Tips on Recognizing Tight Cases

To help better identify tight cases you may see on APDA, here are some tips on recognizing tight cases.  Keep in mind that this is obviously not an all inclusive list; something not on it can still very well be tight, and likewise, if a case you hear fills one of the categories described below that alone doesn’t make it tight.

The first type of case that is potentially worthy of a tight call is if the case is a “tool in the toolbox” case.  What this means is if gov is proposing a case in which they are simply proposing an option be made available in addition to the status quo.  A symbolic example of this could be “In the status quo actor X must perform action Y.  We say give actor X the option to perform action Y or action Z.”  Cases in which gov is simply proposing an option be made available are usually strong and frequently tight, because if the new option is bad then gov still has the status quo to fall back on, meaning opp needs to prove the option itself is harmful.

The second type of cases that could possibly be tight are “actor” cases.  While these cases are usually fair game and are much less likely to be structurally tight than “tool in the toolbox” cases, since actors have specific obligations or beliefs there is often less room to debate about what an actor should do since it can be factually true that a certain action follows a certain obligation or belief.  For example, the case “You are an animal rights activist who believes that the use of animals against their will for human purposes is immoral.  However, you eat meat.  We say, you should become a vegetarian.” is tight since as someone who cares about animal rights, you should obviously act in a way that so obviously helps protect animal rights.

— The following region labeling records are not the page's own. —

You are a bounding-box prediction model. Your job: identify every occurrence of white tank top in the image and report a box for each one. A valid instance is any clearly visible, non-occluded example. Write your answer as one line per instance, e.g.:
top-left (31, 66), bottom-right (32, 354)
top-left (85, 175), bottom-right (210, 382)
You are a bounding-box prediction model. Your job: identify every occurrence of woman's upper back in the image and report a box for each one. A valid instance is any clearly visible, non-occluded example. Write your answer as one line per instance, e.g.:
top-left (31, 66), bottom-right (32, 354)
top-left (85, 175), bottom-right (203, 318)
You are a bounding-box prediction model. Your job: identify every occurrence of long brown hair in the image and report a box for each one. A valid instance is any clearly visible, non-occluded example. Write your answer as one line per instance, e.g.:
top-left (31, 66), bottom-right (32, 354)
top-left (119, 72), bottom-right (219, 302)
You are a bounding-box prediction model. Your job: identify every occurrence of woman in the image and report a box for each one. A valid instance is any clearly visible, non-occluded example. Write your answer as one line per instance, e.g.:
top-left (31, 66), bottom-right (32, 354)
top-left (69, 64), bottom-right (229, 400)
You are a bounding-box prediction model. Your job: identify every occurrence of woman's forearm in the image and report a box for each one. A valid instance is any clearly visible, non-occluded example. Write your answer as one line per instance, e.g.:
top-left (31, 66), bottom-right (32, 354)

A third category of cases that you should be on the lookout for are cases set in a book, a movie, a tv show, etc.  While many of these cases are genuinely open and interesting, since these cases tend to on-face sound more fun and interesting setting tight case ideas in a more interesting setting is a tactic frequently used by APDA debaters to be sneaky about their tight case ideas.  For example, the case “You are in the fictional world of the Harry Potter series and have the option to use a love potion on your crush at the Yule Ball.  We say, don’t use the love potion.” may sound fun and interesting, but the case might as well be “You are at a prom after party and have the option to use a date rape drug on your crush.  We say, don’t use the date rape drug.”

Closing Thoughts

While you should trust yourself and not be afraid to pull the trigger for a tight call if you truly cannot think of winnable arguments, the most important thing is not to look at tight calls as a way to shy away from making bold or unconventional claims as an opp team.  First, if you can effectively articulate a position that is counterintuitive to most people, you often will still win the round because rounds are decided by the quality of your arguments, not whether your arguments are “right”.  Second, ingenuity in arguments is usually rewarded in speaks; it is impressive to a judge if debaters stray from staple debate arguments and make them think about important issues in new ways.  Finally, it is flat-out good for debate.  Nobody enjoys debate rounds where the participants refuse to substantially engage with their opponents, and nobody enjoys debate rounds that feel like a waste of your time.  The beauty of debate is in its wide-ranging, nuanced, articulate, bold, creative arguments.  If you remember that, not only will you win many rounds, but you will always remember why you do debate.